Das Landgericht Mühlhausen hat einem Anleger, dem durch eine Beraterfirma ein Nachrangdarlehen von Autark als lukrative Geldanlage vermittelt worden ist, mit Urteil vom 15. Juni 2021 Schadensersatz in Höhe der beantragten Anlagesumme zugesprochen. Die von der Kanzlei JACKWERTH Rechtsanwälte erstrittene Entscheidung ist noch nicht rechtskräftig.
Der aktuelle Fall
Im Jahr 2014 schloss der klagende Anleger auf Vermittlung einer Beraterfirma ein Nachrangdarlehen mit der Autark Vertrieb- und Beteiligung GmbH mit einer Laufzeit von 15 Jahren, die mit 9 Prozent pro Jahr verzinst werden sollte. Der Kläger zahlte zunächst einen Eröffnungsbetrag von 1.800,00 Euro, ein Agio von weiteren 495,00 Euro sowie anschließend monatliche Sparraten von 100 Euro in die Anlage ein. In 2017 kündigte er seine Anlage, erhielt sein eingezahltes Darlehen trotz Aufforderung nicht zurück.
Bei Nachrangdarlehen handelt es sich um Verträge, bei denen der Darlehensgeber (Anleger) dem Darlehensnehmer (Autark) Kapital gewährt und ihm als Gegenleistung die Rückzahlung mit einer Verzinsung versprochen wird.
Man unterscheidet zwischen einfachem und qualifiziertem Darlehen.

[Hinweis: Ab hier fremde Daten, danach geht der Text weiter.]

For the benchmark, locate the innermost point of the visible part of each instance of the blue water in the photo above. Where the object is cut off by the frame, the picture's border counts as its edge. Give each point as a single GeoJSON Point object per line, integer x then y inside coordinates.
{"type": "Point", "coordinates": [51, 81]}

Während es bei einer einfachen Nachrangklausel nur um ein Verteilungsregelung für den Insolvenzfall handelt, vereinbaren die Parteien bei einer qualifizierten Klausel, dass die Forderungen des Darlehensgebers auch dann nicht bedient werden, wenn die Rückzahlung einen Insolvenzgrund herbeiführen würde. Somit handelt es sich bei dem qualifizierten Nachrangdarlehen um hochriskante Anlagen.
Im vorliegenden Fall war nicht nur eine einfache, sondern die riskante Variante einer qualifizierten Nachrangabrede getroffen worden.
Ausweislich Finanztest Stiftung Warentest vom 14. Februar 2017 haben sich rund 3.600 Anleger mit Nachrangdarlehen an der Autark-Gruppe beteiligt. Von dem Anlegergeld von insgesamt 135 Millionen Euro sollen lediglich 31 Millionen eingezahlt worden sein. Mittlerweile ermittelt die Staatsanwaltschaft Dortmund gegen den Initiator wegen Betruges.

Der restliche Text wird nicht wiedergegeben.